Generally PEI is used in small liver cancer not suitable for resection, either because they are multiple, because of their position in the liver, or because of severe hepatic dysfunction. Patients with tumor recurrence or residual tumor after successful chemoembolization are also good candidates for PEI.

It does not appear that PEI will be as effective in the patient with metastatic cancer to the liver, since most metastases are relatively hard and avascular in a normally soft liver. This allows spillage of the alcohol into the surrounding liver substance, hurting the liver next to the tumor while not killing the tumor because the alcohol doesn't stay in place long enough to have the desired effect. On the other hand, in the hard, cirrhotic liver with a highly vascular and soft HCC, PEI is worth consideration as a method of liver cancer treatment.

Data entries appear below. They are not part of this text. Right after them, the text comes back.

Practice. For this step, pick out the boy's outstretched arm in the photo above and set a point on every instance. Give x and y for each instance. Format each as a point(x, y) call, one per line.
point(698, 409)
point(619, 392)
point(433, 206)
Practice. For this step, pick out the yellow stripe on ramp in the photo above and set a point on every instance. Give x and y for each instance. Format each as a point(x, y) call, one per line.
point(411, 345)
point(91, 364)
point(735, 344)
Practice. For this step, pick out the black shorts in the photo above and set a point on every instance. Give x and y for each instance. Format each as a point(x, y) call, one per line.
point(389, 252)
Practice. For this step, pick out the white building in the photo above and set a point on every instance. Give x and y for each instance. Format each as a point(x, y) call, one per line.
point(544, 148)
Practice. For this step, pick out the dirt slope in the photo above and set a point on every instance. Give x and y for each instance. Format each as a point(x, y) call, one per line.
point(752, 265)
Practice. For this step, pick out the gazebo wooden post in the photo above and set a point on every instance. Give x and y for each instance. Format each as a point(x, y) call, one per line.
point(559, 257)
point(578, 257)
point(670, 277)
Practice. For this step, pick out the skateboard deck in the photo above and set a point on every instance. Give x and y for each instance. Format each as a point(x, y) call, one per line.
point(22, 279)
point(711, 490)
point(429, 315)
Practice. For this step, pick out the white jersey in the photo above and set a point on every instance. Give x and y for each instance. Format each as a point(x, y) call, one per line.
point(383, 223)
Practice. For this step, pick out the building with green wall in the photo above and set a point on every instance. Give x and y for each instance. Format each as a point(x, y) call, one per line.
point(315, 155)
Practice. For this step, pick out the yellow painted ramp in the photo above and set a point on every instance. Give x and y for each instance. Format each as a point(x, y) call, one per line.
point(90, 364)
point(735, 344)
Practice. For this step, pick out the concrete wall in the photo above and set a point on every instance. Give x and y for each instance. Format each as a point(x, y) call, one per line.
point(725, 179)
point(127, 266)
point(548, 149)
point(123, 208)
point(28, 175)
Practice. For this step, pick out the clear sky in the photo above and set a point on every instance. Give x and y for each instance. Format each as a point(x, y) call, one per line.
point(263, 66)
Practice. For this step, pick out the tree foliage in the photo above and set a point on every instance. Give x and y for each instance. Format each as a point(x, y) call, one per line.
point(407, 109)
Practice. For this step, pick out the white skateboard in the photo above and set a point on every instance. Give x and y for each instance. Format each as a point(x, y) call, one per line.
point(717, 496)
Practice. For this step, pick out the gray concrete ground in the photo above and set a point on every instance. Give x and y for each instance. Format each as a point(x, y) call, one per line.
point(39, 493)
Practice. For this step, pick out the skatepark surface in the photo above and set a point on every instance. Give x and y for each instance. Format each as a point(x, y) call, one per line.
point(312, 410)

PEI is contraindicated in patients with gross ascites, severe coagulopathy, obstructive jaundice, extrahepatic disease, and main portal vein thrombosis.

 

ADVERSE REACTIONS

The most common adverse effects of PEI are pain, fever, a feeling of alcohol intoxication and elevated transaminase. Pain most often is localized to the injection site. Occasionally pain is experienced elsewhere in the abdomen or the shoulder, probably related to leakage around the hepatic capsule. Pain and fever have been shown to be dose-related. With dose under 10 ml per session, pain sufficiently severe to require analgesia has been reported to occur in 11% to 13% of sessions versus 29% with injection doses greater than 10 ml in a given session.

Similarly, fever over 38 degrees celsius occurred in 6% of sessions in which the administrated dose was less than 10 ml versus 29% of sessios tn which more than 10 ml of ethanol were injected. Although the mechanism of the phenomenon has not be elucidated fully, it is likely to be in part related to the volume of tumor necrosis. Transient pain has also been shown to be more intense following injection of lesions on the surface of the liver than following injection of deeper lesions

Segmental chemical portal vein thrombosis has been known to occur in a few patients. Spontaneous resolution has been reported within 1-6 months in most cases.

Procedure-related mortality is rare. It was shown that this modality does carry the risk of disseminating the tumor by facilitating the passage of malignant cells into the blood stream, but that was opposed by other authors, who consider that because ethanol diffuse along the needle tract, its cytotoxic effect and small vessel thrombosis minimize the risk seeding.